Mechanical ventilation performance assessment in several office buildings by means of Big Data techniques

Mechanical ventilation performance is a key issue related both to energy efficiency and indoor air quality. There are several techniques for measuring ventilation rates in buildings, such as blower boor tests, flow hoods, VAV box measurements and tracer-gas techniques. From several decades ago, tracer-gas techniques are recognized as the most widely employed method to estimate air exchange rate in buildings. These methods are based on the study of the temporal evolution of the concentration of an injected gas. These methods are usually expensive and do not allow the occupancy of the building during the tests. This issue also limits severely the number of buildings to be evaluated. Despite the natural presence of CO2 in the atmosphere, there has been a growing interest in using it as a tracer gas. It has been shown recently that it is possible to estimate the ventilation rates by means of the decay method using in-situ CO2 measurements from transmitters available on the market.

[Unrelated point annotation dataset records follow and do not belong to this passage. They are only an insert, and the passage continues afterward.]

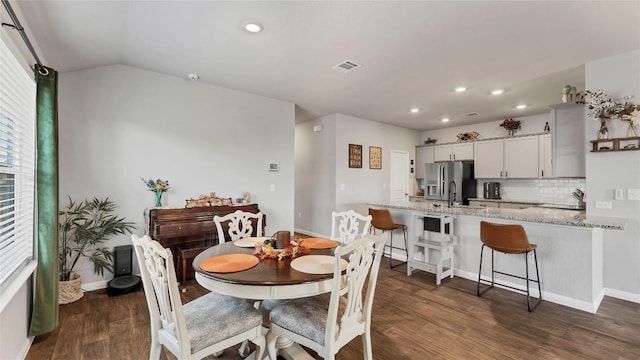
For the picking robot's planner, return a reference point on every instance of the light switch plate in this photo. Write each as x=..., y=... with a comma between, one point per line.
x=619, y=194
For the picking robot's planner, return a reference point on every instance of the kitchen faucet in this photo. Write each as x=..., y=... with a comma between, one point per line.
x=450, y=200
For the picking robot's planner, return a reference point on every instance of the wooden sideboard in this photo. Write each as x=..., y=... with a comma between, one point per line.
x=181, y=228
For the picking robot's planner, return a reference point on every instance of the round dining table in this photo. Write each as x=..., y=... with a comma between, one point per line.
x=270, y=279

On the other hand, there is a growing tendency to move to the smart paradigm, which usually implies to add more and more sensors to the buildings to achieve better controls, among other applications. Modern Building Energy Management Systems (BEMS) allow the access to a high quantity of data in different formats and resolutions, such as signals from sensors and actuators, set-point temperatures, schedules, digital switches, alarms, plots or reports.
In this work in-situ measurements are combined with data coming from BEMS to evaluate the mechanical ventilation performance of three different office buildings in different regions of Spain. Starting from metabolic CO2 production from occupants of the buildings, a series of conditions are identified in to be able to evaluate the mechanical ventilation performance. Those conditions are translated into an algorithm, programmed in the Python language, which access the different sources of information to wrangle, cluster and finally calculate the mechanical ventilation performance. This operation is performed for five years of available experimental data and information in different formats, performing a search in more than 100 Gb. of information. This situation falls into the computational framework known as Big Data, as stated by the ICT community.
For the first of the buildings (located at Almería) the methodology is detailed and demonstrated through the complete series of five years of data. Thanks to the application of this technique, a mechanical ventilation rate is obtained in perfect agreement with the design values in different situations. The technique is then applied in two different buildings (located at Madrid and at Valladolid) to assess their respective ventilation rates.
Finally, some conclusions are summarised and possible improvements of the method are pointed out as future work.